I've posted my attempt below. I don't know what to from here.
On
The principle underlying least squares regression is that the sum of the squares of the errors is minimized. We can use calculus to find equations for the parameters $\beta_0$ and $\beta_1$ that minimize the sum of the squared errors, $S$.
$$S = \displaystyle\sum\limits_{i=1}^n \left(e_i \right)^2= \sum \left(y_i - \hat{y_i} \right)^2= \sum \left(y_i - \beta_0 - \beta_1x_i\right)^2$$
We want to find $\beta_0$ and $\beta_1$ that minimize the sum, $S$. We start by taking the partial derivative of $S$ with respect to $\beta_0$ and setting it to zero.
$$\frac{\partial{S}}{\partial{\beta_0}} = \sum 2\left(y_i - \beta_0 - \beta_1x_i\right)^1 (-1) = 0$$ $$\sum \left(y_i - \beta_0 - \beta_1x_i\right) = 0 $$ $$\sum \beta_0 = \sum y_i -\beta_1 \sum x_i $$ $$n\beta_0 = \sum y_i -\beta_1 \sum x_i $$ $$\beta_0 = \frac{1}{n}\sum y_i -\beta_1 \frac{1}{n}\sum x_i \tag{1}$$ $$\beta_0 = \bar y - \beta_1 \bar x \tag{*} $$
now take the partial of $S$ with respect to $\beta_1$ and set it to zero.

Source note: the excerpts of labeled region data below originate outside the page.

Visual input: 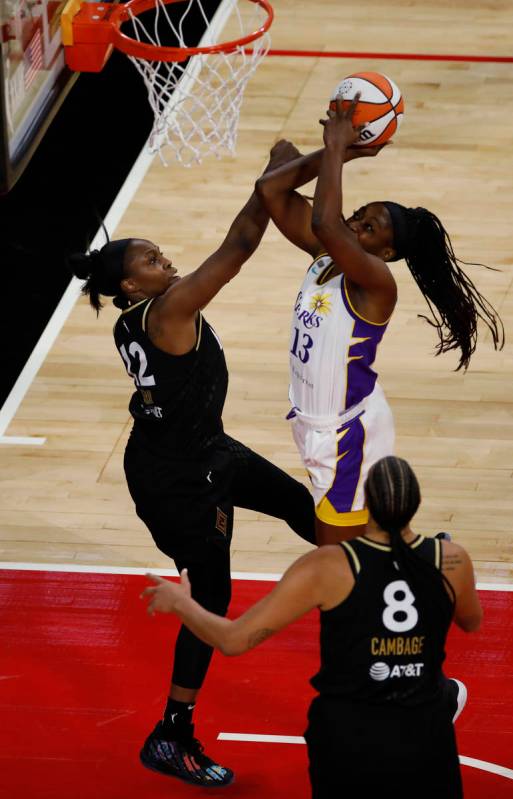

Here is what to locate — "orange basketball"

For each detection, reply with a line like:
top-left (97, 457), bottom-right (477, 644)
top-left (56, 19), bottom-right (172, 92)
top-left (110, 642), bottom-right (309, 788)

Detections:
top-left (330, 72), bottom-right (404, 147)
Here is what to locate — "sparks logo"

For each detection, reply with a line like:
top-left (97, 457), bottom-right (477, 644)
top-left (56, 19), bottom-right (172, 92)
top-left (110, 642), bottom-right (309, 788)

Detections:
top-left (310, 294), bottom-right (331, 316)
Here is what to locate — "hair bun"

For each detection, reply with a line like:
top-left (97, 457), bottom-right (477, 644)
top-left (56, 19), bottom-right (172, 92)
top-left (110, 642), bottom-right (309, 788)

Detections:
top-left (68, 252), bottom-right (91, 280)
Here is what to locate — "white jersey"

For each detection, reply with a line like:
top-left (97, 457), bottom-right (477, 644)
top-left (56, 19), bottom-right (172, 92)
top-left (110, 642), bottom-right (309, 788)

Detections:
top-left (289, 255), bottom-right (387, 418)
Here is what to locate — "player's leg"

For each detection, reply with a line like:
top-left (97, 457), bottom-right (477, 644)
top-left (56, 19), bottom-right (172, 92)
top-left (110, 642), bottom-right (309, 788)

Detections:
top-left (125, 444), bottom-right (233, 787)
top-left (141, 541), bottom-right (233, 787)
top-left (303, 386), bottom-right (395, 546)
top-left (228, 439), bottom-right (315, 544)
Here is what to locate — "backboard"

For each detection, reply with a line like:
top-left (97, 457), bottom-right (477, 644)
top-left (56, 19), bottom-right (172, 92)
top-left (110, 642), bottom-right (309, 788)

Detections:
top-left (0, 0), bottom-right (78, 193)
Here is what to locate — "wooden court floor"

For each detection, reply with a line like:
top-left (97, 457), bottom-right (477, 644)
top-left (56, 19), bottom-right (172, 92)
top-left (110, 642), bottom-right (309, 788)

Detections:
top-left (0, 0), bottom-right (513, 582)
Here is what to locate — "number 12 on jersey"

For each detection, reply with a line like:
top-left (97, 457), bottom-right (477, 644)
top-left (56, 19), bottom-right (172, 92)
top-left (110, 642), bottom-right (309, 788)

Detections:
top-left (119, 341), bottom-right (155, 387)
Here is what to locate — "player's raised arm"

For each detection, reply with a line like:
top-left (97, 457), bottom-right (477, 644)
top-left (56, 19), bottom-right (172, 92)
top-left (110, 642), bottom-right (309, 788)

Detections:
top-left (255, 139), bottom-right (323, 258)
top-left (312, 98), bottom-right (397, 318)
top-left (141, 547), bottom-right (353, 655)
top-left (442, 541), bottom-right (483, 633)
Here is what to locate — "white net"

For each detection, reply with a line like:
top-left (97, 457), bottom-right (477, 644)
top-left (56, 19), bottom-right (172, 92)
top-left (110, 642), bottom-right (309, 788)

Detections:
top-left (125, 0), bottom-right (270, 166)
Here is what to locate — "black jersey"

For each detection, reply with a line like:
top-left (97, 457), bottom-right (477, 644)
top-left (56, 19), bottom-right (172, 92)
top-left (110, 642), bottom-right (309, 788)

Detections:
top-left (312, 536), bottom-right (454, 705)
top-left (114, 299), bottom-right (228, 459)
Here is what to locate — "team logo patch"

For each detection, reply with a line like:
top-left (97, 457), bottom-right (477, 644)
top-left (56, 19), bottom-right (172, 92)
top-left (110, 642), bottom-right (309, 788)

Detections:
top-left (216, 508), bottom-right (228, 535)
top-left (310, 292), bottom-right (331, 316)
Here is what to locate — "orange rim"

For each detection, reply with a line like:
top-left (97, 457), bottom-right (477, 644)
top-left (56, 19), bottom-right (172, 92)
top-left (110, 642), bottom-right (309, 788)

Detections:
top-left (109, 0), bottom-right (274, 61)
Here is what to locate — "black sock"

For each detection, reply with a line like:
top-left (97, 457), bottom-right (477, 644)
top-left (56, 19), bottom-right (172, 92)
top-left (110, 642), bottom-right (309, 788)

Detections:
top-left (164, 698), bottom-right (195, 727)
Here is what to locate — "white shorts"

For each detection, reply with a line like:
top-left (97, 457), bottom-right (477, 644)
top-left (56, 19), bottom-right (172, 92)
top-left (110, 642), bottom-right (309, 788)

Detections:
top-left (291, 383), bottom-right (395, 526)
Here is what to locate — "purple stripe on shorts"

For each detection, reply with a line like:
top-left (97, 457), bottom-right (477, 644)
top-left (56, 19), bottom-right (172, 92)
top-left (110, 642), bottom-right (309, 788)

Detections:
top-left (326, 413), bottom-right (365, 513)
top-left (340, 279), bottom-right (387, 408)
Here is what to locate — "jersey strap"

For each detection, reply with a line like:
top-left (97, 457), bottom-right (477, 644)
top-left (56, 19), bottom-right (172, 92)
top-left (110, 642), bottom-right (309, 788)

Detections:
top-left (340, 541), bottom-right (362, 580)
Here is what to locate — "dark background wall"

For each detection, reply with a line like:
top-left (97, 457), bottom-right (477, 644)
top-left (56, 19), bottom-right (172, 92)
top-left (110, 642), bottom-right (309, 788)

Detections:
top-left (0, 0), bottom-right (220, 406)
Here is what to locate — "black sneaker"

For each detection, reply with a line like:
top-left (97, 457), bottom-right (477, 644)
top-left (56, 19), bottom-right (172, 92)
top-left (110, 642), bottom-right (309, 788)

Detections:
top-left (140, 721), bottom-right (234, 788)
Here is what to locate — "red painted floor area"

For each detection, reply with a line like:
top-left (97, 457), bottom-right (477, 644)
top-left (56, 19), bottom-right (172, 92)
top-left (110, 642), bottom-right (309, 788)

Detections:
top-left (0, 570), bottom-right (513, 799)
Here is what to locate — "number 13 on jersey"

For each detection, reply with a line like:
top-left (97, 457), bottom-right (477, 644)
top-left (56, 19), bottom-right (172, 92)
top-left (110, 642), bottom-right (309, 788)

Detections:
top-left (290, 327), bottom-right (313, 363)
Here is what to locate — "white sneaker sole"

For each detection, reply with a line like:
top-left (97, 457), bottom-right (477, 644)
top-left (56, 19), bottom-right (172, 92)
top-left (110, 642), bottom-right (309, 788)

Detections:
top-left (449, 677), bottom-right (467, 724)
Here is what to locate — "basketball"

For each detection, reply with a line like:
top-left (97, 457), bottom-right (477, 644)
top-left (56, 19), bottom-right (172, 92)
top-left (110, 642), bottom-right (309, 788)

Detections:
top-left (330, 72), bottom-right (404, 147)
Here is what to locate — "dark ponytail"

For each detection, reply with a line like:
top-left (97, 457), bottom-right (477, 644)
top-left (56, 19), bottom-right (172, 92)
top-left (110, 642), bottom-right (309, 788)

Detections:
top-left (365, 455), bottom-right (454, 608)
top-left (68, 239), bottom-right (132, 314)
top-left (384, 202), bottom-right (504, 369)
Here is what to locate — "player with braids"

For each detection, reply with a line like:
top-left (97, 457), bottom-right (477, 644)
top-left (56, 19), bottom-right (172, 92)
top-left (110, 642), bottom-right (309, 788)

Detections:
top-left (256, 97), bottom-right (504, 544)
top-left (382, 202), bottom-right (504, 369)
top-left (143, 456), bottom-right (482, 799)
top-left (70, 148), bottom-right (315, 788)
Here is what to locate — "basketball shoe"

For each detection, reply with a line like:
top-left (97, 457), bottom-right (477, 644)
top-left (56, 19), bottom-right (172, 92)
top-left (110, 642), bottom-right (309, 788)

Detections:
top-left (140, 721), bottom-right (234, 788)
top-left (449, 677), bottom-right (467, 724)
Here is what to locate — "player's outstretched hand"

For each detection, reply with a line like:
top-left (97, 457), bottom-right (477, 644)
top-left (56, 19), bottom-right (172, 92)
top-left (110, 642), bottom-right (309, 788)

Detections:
top-left (141, 569), bottom-right (191, 616)
top-left (319, 94), bottom-right (362, 148)
top-left (345, 139), bottom-right (393, 161)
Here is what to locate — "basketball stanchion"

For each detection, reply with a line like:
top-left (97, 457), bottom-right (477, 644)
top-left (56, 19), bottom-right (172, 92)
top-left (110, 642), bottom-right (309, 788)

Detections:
top-left (61, 0), bottom-right (273, 166)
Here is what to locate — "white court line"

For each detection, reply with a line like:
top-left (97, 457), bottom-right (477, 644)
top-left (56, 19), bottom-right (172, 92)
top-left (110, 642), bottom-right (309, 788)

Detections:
top-left (217, 732), bottom-right (513, 780)
top-left (217, 732), bottom-right (306, 744)
top-left (0, 0), bottom-right (235, 446)
top-left (0, 561), bottom-right (513, 591)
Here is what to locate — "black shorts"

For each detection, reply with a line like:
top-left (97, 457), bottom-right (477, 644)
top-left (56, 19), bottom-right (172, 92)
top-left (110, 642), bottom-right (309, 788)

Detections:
top-left (305, 697), bottom-right (463, 799)
top-left (124, 428), bottom-right (315, 563)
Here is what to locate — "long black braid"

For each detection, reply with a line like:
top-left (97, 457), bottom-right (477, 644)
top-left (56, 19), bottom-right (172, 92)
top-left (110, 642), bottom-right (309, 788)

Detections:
top-left (365, 455), bottom-right (454, 602)
top-left (384, 202), bottom-right (504, 370)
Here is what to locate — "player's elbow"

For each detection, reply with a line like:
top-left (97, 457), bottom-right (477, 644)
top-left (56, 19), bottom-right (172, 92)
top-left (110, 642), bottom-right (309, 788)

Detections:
top-left (255, 176), bottom-right (273, 211)
top-left (218, 635), bottom-right (248, 657)
top-left (456, 608), bottom-right (483, 633)
top-left (312, 209), bottom-right (340, 239)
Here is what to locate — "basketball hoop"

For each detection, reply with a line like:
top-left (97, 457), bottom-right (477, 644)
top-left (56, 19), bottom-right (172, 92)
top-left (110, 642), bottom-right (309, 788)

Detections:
top-left (61, 0), bottom-right (274, 166)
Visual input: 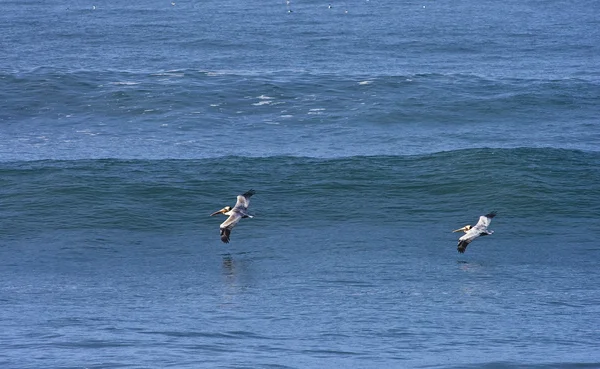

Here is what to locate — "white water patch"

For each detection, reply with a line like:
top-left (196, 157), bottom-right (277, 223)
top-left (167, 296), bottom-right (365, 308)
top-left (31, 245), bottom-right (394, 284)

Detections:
top-left (252, 95), bottom-right (274, 106)
top-left (308, 108), bottom-right (325, 115)
top-left (252, 100), bottom-right (273, 106)
top-left (110, 81), bottom-right (140, 86)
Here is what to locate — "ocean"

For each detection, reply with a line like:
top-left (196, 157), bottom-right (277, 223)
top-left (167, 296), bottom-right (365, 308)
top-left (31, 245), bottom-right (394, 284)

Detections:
top-left (0, 0), bottom-right (600, 369)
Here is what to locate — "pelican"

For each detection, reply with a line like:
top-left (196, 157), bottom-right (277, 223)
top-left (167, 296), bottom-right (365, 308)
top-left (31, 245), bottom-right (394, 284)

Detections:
top-left (210, 190), bottom-right (255, 243)
top-left (452, 211), bottom-right (496, 254)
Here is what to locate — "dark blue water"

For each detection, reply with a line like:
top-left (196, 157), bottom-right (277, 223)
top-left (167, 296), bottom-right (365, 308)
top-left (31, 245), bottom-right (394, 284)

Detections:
top-left (0, 0), bottom-right (600, 368)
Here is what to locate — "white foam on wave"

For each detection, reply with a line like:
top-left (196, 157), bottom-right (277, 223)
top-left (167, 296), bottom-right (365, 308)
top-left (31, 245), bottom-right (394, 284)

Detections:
top-left (110, 81), bottom-right (140, 86)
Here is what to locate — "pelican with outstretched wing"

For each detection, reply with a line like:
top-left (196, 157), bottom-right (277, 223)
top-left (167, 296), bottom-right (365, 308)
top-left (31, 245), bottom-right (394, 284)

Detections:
top-left (452, 211), bottom-right (496, 254)
top-left (210, 190), bottom-right (255, 243)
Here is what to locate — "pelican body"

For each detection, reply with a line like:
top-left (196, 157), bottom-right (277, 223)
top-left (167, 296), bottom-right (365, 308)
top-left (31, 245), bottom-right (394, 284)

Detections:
top-left (452, 211), bottom-right (496, 254)
top-left (210, 190), bottom-right (255, 243)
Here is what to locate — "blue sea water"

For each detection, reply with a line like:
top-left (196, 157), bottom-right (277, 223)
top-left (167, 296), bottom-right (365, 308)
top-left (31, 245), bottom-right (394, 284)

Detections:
top-left (0, 0), bottom-right (600, 369)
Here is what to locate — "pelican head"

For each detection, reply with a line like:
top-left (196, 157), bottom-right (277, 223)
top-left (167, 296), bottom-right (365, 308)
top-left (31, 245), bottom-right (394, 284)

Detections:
top-left (210, 206), bottom-right (231, 217)
top-left (452, 224), bottom-right (472, 233)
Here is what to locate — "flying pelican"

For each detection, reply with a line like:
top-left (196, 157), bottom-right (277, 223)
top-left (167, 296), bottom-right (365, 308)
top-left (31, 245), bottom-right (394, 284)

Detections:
top-left (452, 211), bottom-right (496, 254)
top-left (210, 190), bottom-right (255, 243)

$$\frac{\partial{S}}{\partial{\beta_1}} = \sum 2\left(y_i - \beta_0 - \beta_1x_i\right)^1 (-x_i) = 0$$
$$\sum x_i \left(y_i - \beta_0 - \beta_1x_i\right) = 0$$
$$\sum x_iy_i - \beta_0 \sum x_i - \beta_1 \sum x_i^2 = 0 \tag{2}$$
substitute $(1)$ into $(2)$
$$\sum x_iy_i - \left( \frac{1}{n}\sum y_i -\beta_1 \frac{1}{n}\sum x_i\right) \sum x_i - \beta_1 \sum x_i^2 = 0 $$
$$\sum x_iy_i - \frac{1}{n} \sum x_i \sum y_i + \beta_1 \frac{1}{n} \left( \sum x_i \right) ^2 - \beta_1 \sum x_i^2 = 0 $$
$$\sum x_iy_i - \frac{1}{n} \sum x_i \sum y_i = - \beta_1 \frac{1}{n} \left( \sum x_i \right) ^2 + \beta_1 \sum x_i^2 $$ $$\sum x_iy_i - \frac{1}{n} \sum x_i \sum y_i = \beta_1 \left(\sum x_i^2 - \frac{1}{n} \left( \sum x_i \right) ^2 \right) $$ $$\beta_1 = \frac{\sum x_iy_i - \frac{1}{n} \sum x_i \sum y_i}{\sum x_i^2 - \frac{1}{n} \left( \sum x_i \right) ^2 } = \frac{cov(x,y)}{var(x)}\tag{*}$$
The partial derivatives of $$ Q(\alpha,\beta)=\sum_i (y_i-\alpha-\beta x_i)^2 $$ are $$ \frac{\partial Q}{\partial \alpha}(\alpha,\beta)=-2\sum_i(y_i-\alpha-\beta x_i)=-2(n\bar{y}-n\alpha-n\beta\bar{x})\tag{1} $$ and $$ \frac{\partial Q}{\partial \beta}(\alpha,\beta)=-2\sum_ix_i(y_i-\alpha-\beta x_i)=-2(\mathrm{SP}_{xy}-n\alpha\bar{x}-\beta\mathrm{SS}_x)\tag{2} $$ with $\mathrm{SP}_{xy}=\sum x_i y_i$ and $\mathrm{SS}_x=\sum x_i^2$. Putting $(1)$ equal to zero gives us $$ \hat{\alpha}=\bar{y}-\hat{\beta}\bar{x} $$ and plugging this into $(2)$ gives us the equation $$ \begin{align} 0=\mathrm{SP}_{xy}-n(\bar{y}-\hat{\beta}\bar{x})\bar{x}-\hat{\beta}\mathrm{SS}_x&=\mathrm{SP}_{xy}-n\bar{y}\bar{x}+n\hat{\beta}\bar{x}^2-\hat{\beta}\mathrm{SS}_x\\ &=\mathrm{SP}_{xy}-n\bar{y}\bar{x}-\hat{\beta}(\mathrm{SS}_x-n\bar{x}^2) \end{align} $$ and hence $$ \hat{\beta}=\frac{\mathrm{SP}_{xy}-n\bar{y}\bar{x}}{\mathrm{SS}_x-n\bar{x}^2}. $$